Going back to Socrates, John Dewey, or the story of Nachiketa as cited in Kathopanishada, a young boy questioning his father’s poor discretion through creative and critical thinking has always dominated the 21st century learning discourse. What is missing today is a systematic, deep, adaptable approach to critical thinking, which makes learning exciting, and joyful as envisaged in the policy. Our Prime Minister says we must move from the burden of books to the boon of learning.
What does a thinking classroom do differently? Among others, it moves our focus from hard content teaching to building soft how-to-learn skills. It encourages applied thinking, problem-solving and collaborative decision making. Students observe and learn how others think. A thinking classroom integrates teaching for, of and about thinking. Teaching must create necessary conditions for thinking, questioning and inquiry in the classroom. The teaching focused on thinking provides tools and strategies to encourage innovation and design thinking. Teaching about thinking empowers learners to develop awareness about self and others' thinking.
The school leaders should bring critical thinking at the centre of teaching and learning, emphasising learning improvement and the role of thinking in developing integrated thinking abilities. The crisis in education is a euphemism for the crisis in learning. The pedagogical leaders must create and sustain a thinking classroom. They must plan implementational design- encouraging a whole school approach and student-centred thinking models in the annual pedagogical plans (APP).
Amel Karboul, the founding CEO of the Education Outcomes Fund (EOF), in her TED Talk remarked that the 'mind' is the most critical infrastructure, much above any other. To transform education, investing in literacy and numeracy at the foundational level, making learning systems efficient, focusing on the output, recognising the habits of mind, and to invest in teachers are essential.
Equity and excellence for everybody is a visa to the success and sustainability of the societies. The Sustainable Development Goals hinge on quality education and lifelong learning for all (Goal 4). Decent employment opportunity and economic growth (Goal 8) for all, rests on enhancing employability skills. Learners must learn to extrapolate their knowledge and not merely reproduce it.

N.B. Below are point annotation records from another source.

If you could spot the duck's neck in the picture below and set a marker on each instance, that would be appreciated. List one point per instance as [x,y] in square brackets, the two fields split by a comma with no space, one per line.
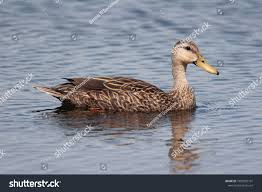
[179,75]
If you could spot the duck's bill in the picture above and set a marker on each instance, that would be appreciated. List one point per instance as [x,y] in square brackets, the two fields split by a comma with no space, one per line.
[203,64]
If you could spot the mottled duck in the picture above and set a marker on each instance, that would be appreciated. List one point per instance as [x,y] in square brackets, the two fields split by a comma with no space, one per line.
[132,95]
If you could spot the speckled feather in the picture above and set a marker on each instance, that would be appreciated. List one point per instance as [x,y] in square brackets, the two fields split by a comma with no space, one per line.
[120,94]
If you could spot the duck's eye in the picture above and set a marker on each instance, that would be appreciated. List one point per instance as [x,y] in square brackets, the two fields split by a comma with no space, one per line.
[187,48]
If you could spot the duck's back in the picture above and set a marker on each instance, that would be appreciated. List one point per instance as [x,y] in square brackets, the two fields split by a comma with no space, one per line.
[111,94]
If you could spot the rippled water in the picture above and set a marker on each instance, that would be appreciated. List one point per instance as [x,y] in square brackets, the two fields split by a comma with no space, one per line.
[54,39]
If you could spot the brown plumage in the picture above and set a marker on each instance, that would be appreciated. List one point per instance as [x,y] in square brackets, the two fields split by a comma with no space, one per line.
[128,94]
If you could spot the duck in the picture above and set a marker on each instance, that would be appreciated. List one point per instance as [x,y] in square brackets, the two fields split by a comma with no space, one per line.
[123,94]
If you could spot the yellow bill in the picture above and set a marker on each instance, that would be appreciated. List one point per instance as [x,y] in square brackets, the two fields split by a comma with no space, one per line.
[203,64]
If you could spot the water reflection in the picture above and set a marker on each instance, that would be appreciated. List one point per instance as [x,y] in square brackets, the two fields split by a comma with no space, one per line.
[122,123]
[184,159]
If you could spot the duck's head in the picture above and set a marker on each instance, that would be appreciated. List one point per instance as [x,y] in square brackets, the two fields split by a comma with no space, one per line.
[187,52]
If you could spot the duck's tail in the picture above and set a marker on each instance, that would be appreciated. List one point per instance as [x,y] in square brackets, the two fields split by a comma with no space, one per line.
[49,91]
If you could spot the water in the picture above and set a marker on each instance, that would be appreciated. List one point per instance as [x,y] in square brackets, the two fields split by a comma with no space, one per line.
[54,39]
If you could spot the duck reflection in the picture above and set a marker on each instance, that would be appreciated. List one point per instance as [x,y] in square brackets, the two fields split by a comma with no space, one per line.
[181,158]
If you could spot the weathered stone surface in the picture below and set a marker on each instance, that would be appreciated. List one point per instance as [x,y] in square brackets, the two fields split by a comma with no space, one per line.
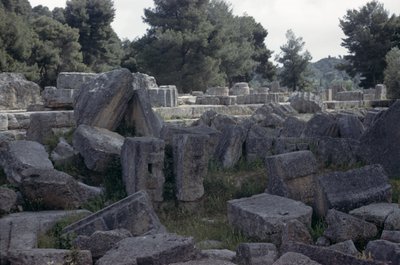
[346,247]
[306,102]
[42,125]
[104,99]
[262,216]
[321,124]
[73,80]
[58,98]
[296,231]
[392,236]
[20,230]
[384,251]
[342,227]
[326,256]
[139,114]
[350,126]
[99,147]
[19,155]
[17,92]
[101,241]
[229,149]
[134,213]
[256,254]
[152,249]
[191,156]
[292,258]
[292,175]
[379,144]
[376,212]
[348,190]
[8,200]
[142,160]
[55,189]
[49,256]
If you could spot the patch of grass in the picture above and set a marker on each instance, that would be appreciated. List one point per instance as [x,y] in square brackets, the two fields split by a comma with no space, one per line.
[54,238]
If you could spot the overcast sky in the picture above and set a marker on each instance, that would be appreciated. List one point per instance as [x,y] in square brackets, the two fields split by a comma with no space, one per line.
[316,21]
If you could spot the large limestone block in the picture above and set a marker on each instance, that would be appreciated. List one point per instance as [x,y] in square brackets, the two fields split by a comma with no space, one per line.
[348,190]
[380,143]
[73,80]
[134,213]
[17,156]
[103,100]
[191,156]
[55,189]
[17,92]
[263,216]
[151,249]
[99,147]
[292,175]
[142,160]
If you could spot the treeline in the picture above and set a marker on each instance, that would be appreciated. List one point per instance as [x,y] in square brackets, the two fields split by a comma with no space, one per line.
[193,44]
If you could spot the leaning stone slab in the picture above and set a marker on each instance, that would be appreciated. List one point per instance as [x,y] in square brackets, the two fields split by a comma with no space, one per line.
[99,147]
[134,213]
[21,230]
[151,249]
[348,190]
[17,156]
[41,256]
[292,175]
[376,212]
[263,216]
[142,160]
[102,101]
[342,227]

The powerful economies in the world have reached their goals through reformed classrooms. The US realised decades ago that students will have many jobs in today's world and will change career paths many times. This requires equipping them with life-long learning and continuous improvement. Schools in the UK offer critical thinking and analytical reasoning skills as a dedicated subject. Australia’s new national curriculum focuses on critical thinking in each subject area.
Confucius famously said, “Learning without thinking is labour lost; thinking without learning is dangerous.” This poses severe challenges to educators. Can we teach mathematics in a way that helps the students use and interpret the mathematical concepts to analyse societal and scientific issues? Can we lay a greater emphasis on skills associated with critical thinking and analysis of sources to contest the historical interpretation in our social science classes? It is an exciting time in our educational journey, and investing in student agency is just the right thing to do.
Ashok Pandey is the Director and former Principal of Ahlcon Group of Schools, Delhi. Views expressed are personal.